MORNING GLORY
(director: Lowell Sherman; screenwriters: Howard J. Green/based on a play by Zoe Akins; cinematographer: Bert Glennon; editor: William Hamilton; music: Max Steiner; cast: Katharine Hepburn (Eva Lovelace), Douglas Fairbanks, Jr. (Joseph Sheridan), Adolphe Menjou (Louis Easton), Mary Duncan (Rita Vernon), C. Aubrey Smith (Robert Harley Hedges), Don Alvarado (Pepe Velez, the Gigolo), Helen Ware (Nellie Navarre, Lovelace’s dresser); Runtime: 74; MPAA Rating: NR; producer: Pandro S. Berman; Warner Home Video; 1933)
“I was more taken down by the, at best, second-rate serviceable story than I was uplifted with Hepburn’s bravo performance.”
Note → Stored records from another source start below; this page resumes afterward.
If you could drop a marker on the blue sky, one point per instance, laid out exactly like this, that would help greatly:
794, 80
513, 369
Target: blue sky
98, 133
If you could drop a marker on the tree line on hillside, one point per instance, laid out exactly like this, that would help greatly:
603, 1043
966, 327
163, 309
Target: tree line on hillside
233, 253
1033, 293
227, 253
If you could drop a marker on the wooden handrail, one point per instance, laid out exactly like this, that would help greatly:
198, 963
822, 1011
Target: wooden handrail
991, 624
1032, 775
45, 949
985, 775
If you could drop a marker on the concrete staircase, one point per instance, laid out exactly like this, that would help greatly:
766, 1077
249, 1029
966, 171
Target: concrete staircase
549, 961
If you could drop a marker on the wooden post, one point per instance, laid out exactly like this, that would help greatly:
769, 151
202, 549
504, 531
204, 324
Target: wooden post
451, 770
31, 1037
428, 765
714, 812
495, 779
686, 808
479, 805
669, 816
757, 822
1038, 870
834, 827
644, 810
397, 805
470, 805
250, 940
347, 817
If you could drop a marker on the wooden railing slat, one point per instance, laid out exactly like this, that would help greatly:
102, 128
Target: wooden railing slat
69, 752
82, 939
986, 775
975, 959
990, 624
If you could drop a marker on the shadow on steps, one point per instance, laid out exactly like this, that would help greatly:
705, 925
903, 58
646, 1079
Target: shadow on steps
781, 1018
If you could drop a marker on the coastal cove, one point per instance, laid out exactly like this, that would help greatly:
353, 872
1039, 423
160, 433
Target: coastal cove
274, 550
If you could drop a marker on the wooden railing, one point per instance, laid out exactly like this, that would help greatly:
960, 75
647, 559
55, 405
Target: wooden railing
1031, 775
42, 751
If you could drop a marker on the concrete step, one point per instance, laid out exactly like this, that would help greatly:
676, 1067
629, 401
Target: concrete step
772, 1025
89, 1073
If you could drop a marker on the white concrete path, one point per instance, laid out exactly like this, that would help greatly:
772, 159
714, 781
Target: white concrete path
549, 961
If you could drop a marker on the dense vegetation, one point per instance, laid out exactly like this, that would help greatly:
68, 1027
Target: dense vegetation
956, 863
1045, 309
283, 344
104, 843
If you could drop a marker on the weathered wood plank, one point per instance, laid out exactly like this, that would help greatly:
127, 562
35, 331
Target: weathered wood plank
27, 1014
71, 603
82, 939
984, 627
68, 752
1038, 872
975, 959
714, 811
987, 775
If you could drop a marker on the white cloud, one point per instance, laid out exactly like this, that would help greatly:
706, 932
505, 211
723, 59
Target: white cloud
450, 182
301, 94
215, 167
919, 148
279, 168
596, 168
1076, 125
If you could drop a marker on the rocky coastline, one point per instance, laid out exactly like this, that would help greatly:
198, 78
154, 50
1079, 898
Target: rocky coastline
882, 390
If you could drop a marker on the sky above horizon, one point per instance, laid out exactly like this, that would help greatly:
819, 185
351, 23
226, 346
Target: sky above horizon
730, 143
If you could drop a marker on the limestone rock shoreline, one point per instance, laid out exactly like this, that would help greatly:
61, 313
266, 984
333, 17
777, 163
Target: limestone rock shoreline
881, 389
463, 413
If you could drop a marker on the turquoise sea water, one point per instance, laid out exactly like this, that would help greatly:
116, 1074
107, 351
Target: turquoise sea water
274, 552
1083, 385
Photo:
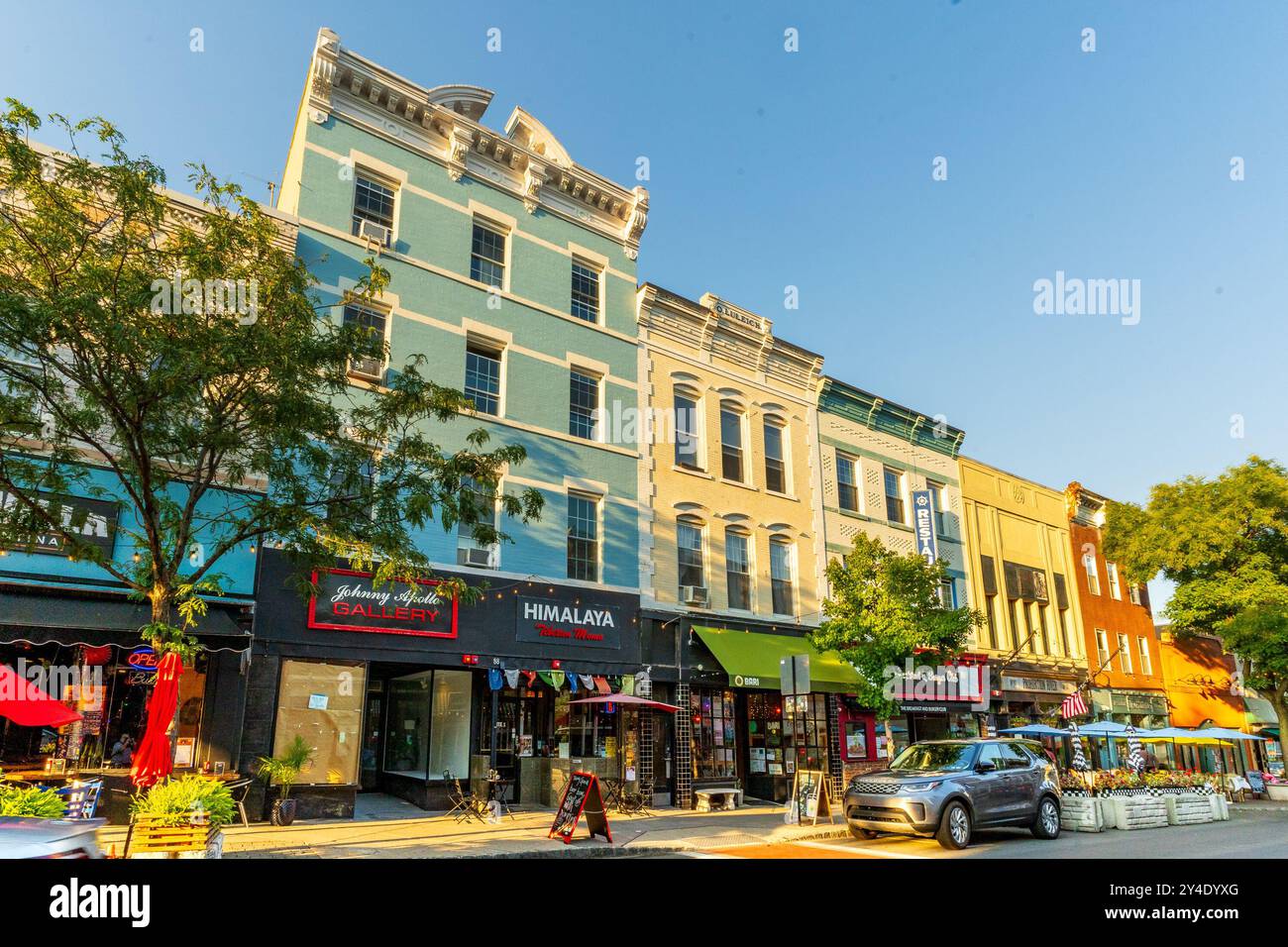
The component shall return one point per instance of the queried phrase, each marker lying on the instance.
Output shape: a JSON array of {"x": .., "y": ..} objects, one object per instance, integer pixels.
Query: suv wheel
[
  {"x": 954, "y": 826},
  {"x": 1047, "y": 822}
]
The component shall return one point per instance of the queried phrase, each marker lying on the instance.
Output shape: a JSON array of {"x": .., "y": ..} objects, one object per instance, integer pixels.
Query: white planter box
[
  {"x": 1138, "y": 812},
  {"x": 1081, "y": 814},
  {"x": 1189, "y": 809}
]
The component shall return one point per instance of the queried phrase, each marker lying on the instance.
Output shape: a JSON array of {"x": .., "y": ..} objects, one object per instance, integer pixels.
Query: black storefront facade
[
  {"x": 82, "y": 646},
  {"x": 734, "y": 724},
  {"x": 403, "y": 689}
]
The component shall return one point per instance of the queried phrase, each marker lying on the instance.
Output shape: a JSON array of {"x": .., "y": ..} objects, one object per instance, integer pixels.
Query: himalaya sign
[{"x": 579, "y": 624}]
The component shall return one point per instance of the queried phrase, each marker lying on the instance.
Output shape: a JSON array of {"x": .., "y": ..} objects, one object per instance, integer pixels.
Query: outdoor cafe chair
[
  {"x": 240, "y": 789},
  {"x": 81, "y": 797}
]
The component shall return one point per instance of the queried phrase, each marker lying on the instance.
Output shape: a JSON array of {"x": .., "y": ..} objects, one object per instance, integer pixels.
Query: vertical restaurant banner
[
  {"x": 923, "y": 525},
  {"x": 347, "y": 600}
]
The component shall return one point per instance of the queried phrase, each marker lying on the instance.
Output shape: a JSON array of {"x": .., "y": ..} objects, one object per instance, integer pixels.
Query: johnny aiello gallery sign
[
  {"x": 568, "y": 621},
  {"x": 347, "y": 600}
]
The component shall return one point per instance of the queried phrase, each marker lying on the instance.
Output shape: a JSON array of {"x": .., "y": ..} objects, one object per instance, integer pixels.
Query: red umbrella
[
  {"x": 153, "y": 761},
  {"x": 627, "y": 698},
  {"x": 27, "y": 705}
]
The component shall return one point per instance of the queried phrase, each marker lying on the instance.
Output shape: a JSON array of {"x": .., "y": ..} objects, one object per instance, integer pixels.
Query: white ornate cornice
[{"x": 442, "y": 124}]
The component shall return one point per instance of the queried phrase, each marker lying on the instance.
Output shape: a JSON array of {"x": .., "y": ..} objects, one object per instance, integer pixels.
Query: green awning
[{"x": 751, "y": 659}]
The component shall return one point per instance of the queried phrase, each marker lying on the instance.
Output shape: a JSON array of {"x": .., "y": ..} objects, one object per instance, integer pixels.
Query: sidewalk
[{"x": 387, "y": 827}]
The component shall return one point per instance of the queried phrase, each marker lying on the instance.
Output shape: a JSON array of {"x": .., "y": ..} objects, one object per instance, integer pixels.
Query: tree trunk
[{"x": 162, "y": 599}]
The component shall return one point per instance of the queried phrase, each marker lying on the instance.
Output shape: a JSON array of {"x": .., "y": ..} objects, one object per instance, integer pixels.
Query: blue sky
[{"x": 812, "y": 169}]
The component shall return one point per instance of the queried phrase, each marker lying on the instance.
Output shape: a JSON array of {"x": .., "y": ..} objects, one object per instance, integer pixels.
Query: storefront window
[
  {"x": 584, "y": 729},
  {"x": 713, "y": 735},
  {"x": 322, "y": 702},
  {"x": 450, "y": 723},
  {"x": 407, "y": 742}
]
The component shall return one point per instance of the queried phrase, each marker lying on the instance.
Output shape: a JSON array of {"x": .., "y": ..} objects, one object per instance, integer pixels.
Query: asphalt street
[{"x": 1245, "y": 835}]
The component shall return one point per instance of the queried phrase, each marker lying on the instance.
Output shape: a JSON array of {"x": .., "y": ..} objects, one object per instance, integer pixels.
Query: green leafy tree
[
  {"x": 884, "y": 609},
  {"x": 1224, "y": 541},
  {"x": 119, "y": 347}
]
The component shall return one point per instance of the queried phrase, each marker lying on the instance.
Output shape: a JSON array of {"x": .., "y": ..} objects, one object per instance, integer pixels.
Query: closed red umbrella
[
  {"x": 27, "y": 705},
  {"x": 154, "y": 761}
]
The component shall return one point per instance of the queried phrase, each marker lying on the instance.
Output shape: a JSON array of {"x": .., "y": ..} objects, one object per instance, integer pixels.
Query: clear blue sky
[{"x": 814, "y": 169}]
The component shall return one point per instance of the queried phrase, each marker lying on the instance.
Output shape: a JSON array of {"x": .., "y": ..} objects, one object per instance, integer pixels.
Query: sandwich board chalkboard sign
[
  {"x": 581, "y": 796},
  {"x": 810, "y": 795}
]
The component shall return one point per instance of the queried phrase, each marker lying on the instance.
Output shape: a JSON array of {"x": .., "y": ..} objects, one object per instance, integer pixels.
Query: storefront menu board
[
  {"x": 347, "y": 600},
  {"x": 581, "y": 795},
  {"x": 810, "y": 793}
]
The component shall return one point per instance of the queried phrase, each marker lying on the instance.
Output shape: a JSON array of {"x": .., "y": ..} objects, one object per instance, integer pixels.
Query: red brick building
[{"x": 1124, "y": 659}]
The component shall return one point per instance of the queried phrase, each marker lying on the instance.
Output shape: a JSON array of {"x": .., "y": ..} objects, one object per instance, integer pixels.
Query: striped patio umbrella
[
  {"x": 1134, "y": 753},
  {"x": 1080, "y": 757}
]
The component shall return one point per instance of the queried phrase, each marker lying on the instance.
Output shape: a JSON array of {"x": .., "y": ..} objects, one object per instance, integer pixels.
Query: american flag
[{"x": 1073, "y": 706}]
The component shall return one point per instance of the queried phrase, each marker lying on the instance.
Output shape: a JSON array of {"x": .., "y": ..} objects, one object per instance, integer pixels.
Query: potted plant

Reviewed by Dennis Schwartz
Katharine Hepburn, in her third film role and paid a whopping $7,500 for her three week stint filming Morning Glory, won the first of her four Best Actress Oscars for this backstage drama of Eva Lovelace, a star-struck, pretentious, aspiring young actress in a Vermont community theatre who comes to the Gay White Way to find success. It’s based on an unproduced play by playwright Zoe Akins and written by Howard J. Green. Director Lowell Sherman (“Born to be Bad”/”She Done Him Wrong”/”High Stakes”) keeps it old-fashioned by shooting it as if it were a play. The banal plot leaves a lot to be desired and the dialogue was overripe, but Hepburn’s snappy performance was irresistible–much better than the material. This led to a box office hit. It was remade less appealingly as Stage Struck in 1958 with Susan Strasberg.
In Manhattan, Eva shows up at the office of Broadway manager Louis Easton (Adolphe Menjou) and meets there kindly veteran actor Robert Harley Hedges (C. Aubrey Smith). Impressed with his proper British accent, she engages him to give her acting lessons. Meanwhile Easton and playwright Joseph Sheridan (Douglas Fairbanks, Jr.) are talking over casting for his new comedy, Blue Skies, which Easton is producing, and the producer wants his contract player, the temperamental Rita Vernon (Mary Duncan) cast in the lead. Though the friendly Eva makes the right connections, she hits a few bumpy roads. Things take a surprising turn for the better however when her elderly mentor takes the ambitious actress to a cocktail party given by Rita Vernon and she gets tipsy on champagne and performs two Shakespearean soliloquies with slurred speech. Her acting chops stuns the guests, especially her balcony scene from Romeo and Juliet. Thereby she gets hired to be the understudy for Rita. On opening night oily producer Easton doesn’t pay Rita enough and after they argue she’s fired. Eva brilliantly takes Rita’s place. Backstage following her triumphant performance, she is lectured about such fast success going to her head by Hedges. He equates it to a “morning glory” which blooms beautifully, but then quickly withers and dies. The last scene has Eva embracing her dresser Nellie (Helen Ware), a former Broadway star who quickly faded from the spotlight, and defiantly tells her “that they are trying to frighten me into being sensible, but they can’t do it. I’m not afraid of being just a morning glory.”
I was more taken down by the, at best, second-rate serviceable story than I was uplifted with Hepburn’s bravo performance.